Because we live in a material society, buying a new car or drinking expensive whisky makes one climb up the imaginary social ladder. In times of plenty, friends and lovers are many, only to disappear when days are dark. It is this societal need for the so-called good things in life that makes it impossible for one not to part ways with their money like the proverbial fool.
Every farmer knows that money management starts with making a budget, yet this is easier said than done. How does a tobacco farmer who has just been paid close to $10 000 after investing around $1 500 for a hectare resist the temptation of compulsive buying?
How does a tobacco farmer carrying stacks of hundred-dollar bills ignore all the “cheap” cars, clothes and other goodies that are being sold outside the auction floors? How does the “earthly” tobacco farmer turn away from the “escorts” who are waiting to lead thirsty individuals to the nearest “oasis” in Southerton and Highfield.
This is why we applaud the RBZ for insisting on payments being directly made into bank accounts. In previous seasons, farmers would cash in their cheques at auction floors banks. This left them at the mercy of their material desires which enterprising businesspeople were waiting to cash in on a few metres outside the auction floors.
Spot payments also left farmers at the mercy of schemers and robbers who would have field days during this time of the year.

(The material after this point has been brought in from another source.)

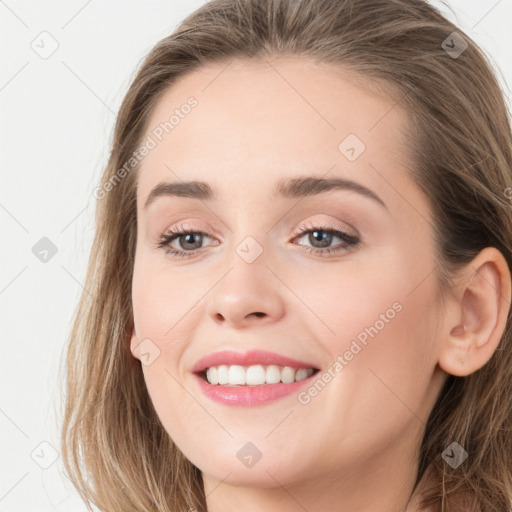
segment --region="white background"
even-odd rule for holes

Come Wednesday next week when this year’s tobacco selling season commences, tricksters will have to come up with new tricks or close shop.
While we praise RBZ for the timely intervention, deliberate and sustained efforts must be made to empower small-scale farmers by imparting knowledge on how they can grow their wealth. Last year, over 70 000 farmers — mostly small-scale — registered to grow tobacco. In the past, farmers have produced around 150 million kg of tobacco to pocket over $500 million. Zimbabwe earned $815 million from tobacco exports in 2015.
While the figures might drop this year because of obvious reasons, the point still remains. Tobacco farmers are making a lot of money and it is time the Tobacco Industry and Marketing Board, banks and other players take a leading role in empowering small-scale farmers with the requisite business skills.
This will not only improve the lives of the farmers. What we are calling for is a win-win scenario for everyone. When the farmers save and invest, they bank. When they bank they can buy inputs. When they buy inputs they produce. Come to think of it, the tobacco industry and banks could actually be the biggest winners.
Tobacco is the country’s second largest foreign currency earner after mining and it’s high time small-scale farmers are given the support they deserve. Officials cannot fold their hands and watch as the small-scale farmers are cheated into buying various goods for twice the price just because they have been paid in hard currency.
Premises outside tobacco auction floors have been turned into flea markets just to lure free-spending tobacco farmers who end up getting a raw deal.
In this day and age of plastic and electronic money, this is ridiculous. Farmers must be able to feel safe as they transact anywhere in Zimbabwe and beyond.